I seem to have done it again. On April Fool's day I posted a blog titled Spring and managed to lose it before I pressed the right button. I fear its time to face the fact that I am not a natural blogger. When I started this nonsence it was with the intention of subverting the Irish state. Sadly I couldn't hit the right tone of vituperative outrage. Jokes, ( poor ones) crept in and in the end I found myself leading a one woman campaign against the county council's plans to build a chemical loo on the most obvious scenic spot on the lake shore.The loo was opened, no-one gave a shit, and now it has become another leprous symbol of a country gone to the dogs. And then, at last the penny dropped.I was the only one reading my blog. The revolution curled up and died. Then of course, the government, or what is laughingly called a government in this beknighted island, took over and proceeded to implode. Or at least in any other country it would have imploded before being lined up, marched off,and eliminated by the outraged citizenry. Of course we'd have been left with the problem of who to replace them with.In Ireland the whole apparatus of government has been so totally corrupted by the dominant FF party that all the rest of the mob in Leinster House,by buying into the ethos of mutual back scratching, would just adjust the system to suit their particular needs.
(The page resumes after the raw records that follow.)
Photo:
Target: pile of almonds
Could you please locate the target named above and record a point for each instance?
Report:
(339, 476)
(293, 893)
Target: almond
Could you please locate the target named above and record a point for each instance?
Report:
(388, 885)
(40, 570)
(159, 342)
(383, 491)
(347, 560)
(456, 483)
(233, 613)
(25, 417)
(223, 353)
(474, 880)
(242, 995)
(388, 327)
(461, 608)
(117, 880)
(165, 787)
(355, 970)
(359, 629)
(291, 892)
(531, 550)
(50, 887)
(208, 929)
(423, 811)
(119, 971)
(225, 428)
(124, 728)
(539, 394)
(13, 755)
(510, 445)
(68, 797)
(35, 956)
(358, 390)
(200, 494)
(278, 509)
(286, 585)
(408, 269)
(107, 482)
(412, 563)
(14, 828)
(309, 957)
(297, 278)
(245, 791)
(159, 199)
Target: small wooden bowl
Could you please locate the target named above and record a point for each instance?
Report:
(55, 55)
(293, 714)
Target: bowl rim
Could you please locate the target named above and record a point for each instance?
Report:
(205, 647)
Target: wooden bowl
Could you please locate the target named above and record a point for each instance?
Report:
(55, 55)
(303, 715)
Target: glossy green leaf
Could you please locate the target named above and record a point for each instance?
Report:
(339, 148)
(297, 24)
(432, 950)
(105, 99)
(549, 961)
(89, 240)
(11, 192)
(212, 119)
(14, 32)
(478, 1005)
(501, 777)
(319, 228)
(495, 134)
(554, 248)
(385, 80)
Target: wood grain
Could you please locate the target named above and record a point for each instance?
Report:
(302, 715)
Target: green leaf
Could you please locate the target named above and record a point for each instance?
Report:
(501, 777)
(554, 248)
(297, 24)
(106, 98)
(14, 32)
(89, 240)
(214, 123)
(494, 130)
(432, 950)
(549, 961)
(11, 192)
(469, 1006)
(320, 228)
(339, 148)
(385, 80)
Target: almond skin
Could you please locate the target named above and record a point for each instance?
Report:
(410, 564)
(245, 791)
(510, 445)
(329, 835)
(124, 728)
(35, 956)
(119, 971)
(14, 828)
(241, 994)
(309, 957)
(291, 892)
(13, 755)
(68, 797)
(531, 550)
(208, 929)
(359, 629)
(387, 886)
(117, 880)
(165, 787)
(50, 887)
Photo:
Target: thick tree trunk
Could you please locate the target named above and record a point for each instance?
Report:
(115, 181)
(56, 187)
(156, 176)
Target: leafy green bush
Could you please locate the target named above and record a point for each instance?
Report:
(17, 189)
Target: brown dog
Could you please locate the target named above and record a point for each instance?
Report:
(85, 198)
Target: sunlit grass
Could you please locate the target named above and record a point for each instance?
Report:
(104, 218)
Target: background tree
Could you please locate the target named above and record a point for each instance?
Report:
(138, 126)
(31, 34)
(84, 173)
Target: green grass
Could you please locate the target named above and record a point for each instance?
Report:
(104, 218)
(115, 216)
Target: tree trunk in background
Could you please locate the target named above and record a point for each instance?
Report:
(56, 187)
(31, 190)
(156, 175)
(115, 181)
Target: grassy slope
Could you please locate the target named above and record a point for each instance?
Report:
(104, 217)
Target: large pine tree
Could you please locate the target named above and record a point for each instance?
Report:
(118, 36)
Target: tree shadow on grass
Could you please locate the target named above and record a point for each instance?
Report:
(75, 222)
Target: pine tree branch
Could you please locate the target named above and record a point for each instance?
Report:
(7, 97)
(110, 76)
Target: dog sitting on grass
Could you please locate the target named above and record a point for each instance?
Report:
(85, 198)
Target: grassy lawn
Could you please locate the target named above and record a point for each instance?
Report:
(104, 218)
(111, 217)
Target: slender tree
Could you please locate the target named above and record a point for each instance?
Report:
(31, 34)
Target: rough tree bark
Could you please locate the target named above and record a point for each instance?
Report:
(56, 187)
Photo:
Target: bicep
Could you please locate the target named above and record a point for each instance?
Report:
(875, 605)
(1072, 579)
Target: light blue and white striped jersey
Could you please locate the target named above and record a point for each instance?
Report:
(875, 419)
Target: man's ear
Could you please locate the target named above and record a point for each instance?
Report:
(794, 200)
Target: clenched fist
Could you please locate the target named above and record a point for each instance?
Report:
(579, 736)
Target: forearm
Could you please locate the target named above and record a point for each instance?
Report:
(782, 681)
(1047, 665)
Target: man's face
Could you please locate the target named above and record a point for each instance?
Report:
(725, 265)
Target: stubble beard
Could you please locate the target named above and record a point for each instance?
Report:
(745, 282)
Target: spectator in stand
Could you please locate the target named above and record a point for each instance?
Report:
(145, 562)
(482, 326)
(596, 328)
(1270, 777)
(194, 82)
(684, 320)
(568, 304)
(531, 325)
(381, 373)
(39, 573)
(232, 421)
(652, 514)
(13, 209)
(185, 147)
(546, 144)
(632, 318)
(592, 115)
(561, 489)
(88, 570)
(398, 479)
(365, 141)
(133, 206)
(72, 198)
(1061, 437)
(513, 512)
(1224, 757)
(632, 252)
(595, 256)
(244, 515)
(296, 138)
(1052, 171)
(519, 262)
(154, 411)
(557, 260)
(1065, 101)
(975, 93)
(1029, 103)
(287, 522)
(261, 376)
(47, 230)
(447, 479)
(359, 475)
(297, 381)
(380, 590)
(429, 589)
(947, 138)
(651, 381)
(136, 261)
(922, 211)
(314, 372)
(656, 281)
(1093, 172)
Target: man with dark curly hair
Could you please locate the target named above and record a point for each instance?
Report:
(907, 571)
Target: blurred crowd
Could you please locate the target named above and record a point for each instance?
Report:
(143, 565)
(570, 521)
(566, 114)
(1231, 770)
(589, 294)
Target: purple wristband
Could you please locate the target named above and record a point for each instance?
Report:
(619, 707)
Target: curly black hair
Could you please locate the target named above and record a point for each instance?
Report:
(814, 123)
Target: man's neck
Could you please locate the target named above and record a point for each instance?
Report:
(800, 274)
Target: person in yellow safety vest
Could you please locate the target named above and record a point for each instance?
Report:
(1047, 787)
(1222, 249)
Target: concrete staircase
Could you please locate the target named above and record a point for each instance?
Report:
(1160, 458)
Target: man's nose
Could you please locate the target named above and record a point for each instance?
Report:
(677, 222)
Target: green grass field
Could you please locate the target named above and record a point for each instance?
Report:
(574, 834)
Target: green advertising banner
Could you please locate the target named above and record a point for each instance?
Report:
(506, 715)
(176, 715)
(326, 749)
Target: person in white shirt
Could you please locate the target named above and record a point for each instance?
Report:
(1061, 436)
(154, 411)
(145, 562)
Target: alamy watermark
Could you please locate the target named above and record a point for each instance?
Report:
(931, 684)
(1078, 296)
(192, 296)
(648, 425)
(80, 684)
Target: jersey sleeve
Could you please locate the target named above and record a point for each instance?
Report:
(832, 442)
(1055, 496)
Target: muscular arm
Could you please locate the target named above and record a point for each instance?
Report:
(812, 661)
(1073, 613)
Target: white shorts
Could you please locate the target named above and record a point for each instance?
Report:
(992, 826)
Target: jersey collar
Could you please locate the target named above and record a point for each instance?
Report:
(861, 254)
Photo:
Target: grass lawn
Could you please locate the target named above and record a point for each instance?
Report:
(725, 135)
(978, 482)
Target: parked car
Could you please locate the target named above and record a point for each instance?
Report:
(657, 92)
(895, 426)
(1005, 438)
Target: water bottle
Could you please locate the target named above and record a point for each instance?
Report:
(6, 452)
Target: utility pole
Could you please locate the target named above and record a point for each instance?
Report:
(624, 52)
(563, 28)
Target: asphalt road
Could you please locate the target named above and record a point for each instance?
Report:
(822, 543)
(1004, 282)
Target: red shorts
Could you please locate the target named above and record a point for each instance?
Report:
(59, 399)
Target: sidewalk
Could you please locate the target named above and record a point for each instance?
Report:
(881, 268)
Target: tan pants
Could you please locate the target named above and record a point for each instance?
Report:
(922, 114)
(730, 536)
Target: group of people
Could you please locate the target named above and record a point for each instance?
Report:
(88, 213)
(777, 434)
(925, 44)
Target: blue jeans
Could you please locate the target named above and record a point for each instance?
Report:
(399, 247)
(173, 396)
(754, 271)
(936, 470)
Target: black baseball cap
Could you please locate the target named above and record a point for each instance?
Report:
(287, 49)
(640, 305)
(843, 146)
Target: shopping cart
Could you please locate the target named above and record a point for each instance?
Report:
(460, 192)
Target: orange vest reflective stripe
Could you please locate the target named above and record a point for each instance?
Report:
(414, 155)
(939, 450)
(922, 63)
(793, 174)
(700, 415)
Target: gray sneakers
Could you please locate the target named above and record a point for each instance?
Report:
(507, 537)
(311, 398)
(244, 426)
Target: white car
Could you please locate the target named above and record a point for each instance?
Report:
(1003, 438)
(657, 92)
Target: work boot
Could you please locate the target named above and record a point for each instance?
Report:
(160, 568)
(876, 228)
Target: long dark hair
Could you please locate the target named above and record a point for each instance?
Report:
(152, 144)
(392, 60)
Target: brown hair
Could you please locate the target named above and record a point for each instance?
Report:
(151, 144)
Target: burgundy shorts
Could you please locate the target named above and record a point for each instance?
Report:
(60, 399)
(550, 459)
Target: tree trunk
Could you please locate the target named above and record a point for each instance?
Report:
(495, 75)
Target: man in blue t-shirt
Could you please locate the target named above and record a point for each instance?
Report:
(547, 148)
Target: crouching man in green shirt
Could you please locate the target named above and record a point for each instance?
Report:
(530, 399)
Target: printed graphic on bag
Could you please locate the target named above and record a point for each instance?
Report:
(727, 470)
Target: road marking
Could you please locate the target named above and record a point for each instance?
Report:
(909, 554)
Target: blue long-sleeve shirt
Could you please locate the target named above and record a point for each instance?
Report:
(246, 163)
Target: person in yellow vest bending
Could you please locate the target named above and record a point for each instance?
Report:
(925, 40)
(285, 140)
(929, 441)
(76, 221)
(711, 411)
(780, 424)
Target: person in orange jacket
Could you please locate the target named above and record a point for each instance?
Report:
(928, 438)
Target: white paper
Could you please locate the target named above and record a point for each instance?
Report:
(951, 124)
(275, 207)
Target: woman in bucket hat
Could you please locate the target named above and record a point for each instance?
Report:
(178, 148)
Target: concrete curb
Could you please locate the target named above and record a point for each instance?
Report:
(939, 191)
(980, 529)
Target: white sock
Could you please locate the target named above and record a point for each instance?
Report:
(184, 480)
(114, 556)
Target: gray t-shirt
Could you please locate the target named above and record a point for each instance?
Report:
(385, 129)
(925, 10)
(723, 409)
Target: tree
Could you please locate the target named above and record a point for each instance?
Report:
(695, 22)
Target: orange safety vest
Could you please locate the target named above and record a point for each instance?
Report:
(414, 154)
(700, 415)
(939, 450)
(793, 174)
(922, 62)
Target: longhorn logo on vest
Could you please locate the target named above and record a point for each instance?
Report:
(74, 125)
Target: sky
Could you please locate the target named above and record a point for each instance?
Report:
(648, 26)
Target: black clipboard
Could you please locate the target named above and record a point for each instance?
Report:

And the country as a whole is so conditioned to passivity for which i blame the catholic church that they can't be arsed.The pols would just call it something different, and go on milking a willingly stupid electorate as before. What'll happen in the end ? Personally I'm inclined to favour a termporary take-over of our " sovereignity" by a hand-picked gang of Northern Europeans all deeply imbued with Lutheran ethics. Ten years of having the noses of our political leaders stuck to the grindstone as against deep in the trough might have a salutary effect.
On the other hand the upright Lutherans might get a taste for democracy " Irish" style and become more Irish than we are. Its happened before....


Friday, 2 April 2010


judging by the reluctance with whick i approached this blog, you might almost think I had a reader, or better still was expecting to be paid. Since neither is true,its surprising that it took me till well past noon before i worked up enough steam to sit at the keyboard and attempt to infiltrate the blogger website.its all down to the number of bees currently buzzing in my bonnet.I could start with my reflections on how best to avoid weddings ( surely the most boring manifestation of allegedly polite society). I don't know which is worse, the terrible clothes or the fact that noone will give you credit for telling the truth. Mind you, its almost as bad now at funerals. Time was when you could have a good day out at a funeral.mind you that depended on the amount of booze on tap. I had a friend, now long gone, who only attended the obsequies of people known for their bibulousness. I was almost at a funeral this week. In the event I turned up late for all the ceremonies but in time for the feed. This was taking place in a room to which you had to walk down three steps, like you were making a modest entrance. Since I'm wobbly on my feet, this involves me hanging on for dear life to a handrail while balancing the descending hip on my sympathy stick.Reaching floor level without incident I noticed that the eyes of the Loughrea contingent were focused on my progress, eyes hungry for calamity. Disappointed once again they swivelled back to the soup. later that day I found that the post had arrived with an invitation to a celebration dinner organised by the alumni organisation of the university which once, in an act of undiluted altruism, awarded me a modest and undeserved degree.Luckily,in those innocent times, it was enough to get me into journalism. Nowadays, the best I could aspire to might be a chance at being a Dara O@Brian substitute on some godawaful smart aleck post ironic " comedy" show. But back to the serious business at hand. For the first time in many years I have to do some clothes shopping. Once again luck is at hand in the shape of my granddaughter who will be my official " shopper". Thus I feel confident that making an entrance apart, I can face the prospect of turning up at the 50th anniversary of the occasion on which I became a kosher graduand - as I think they's called.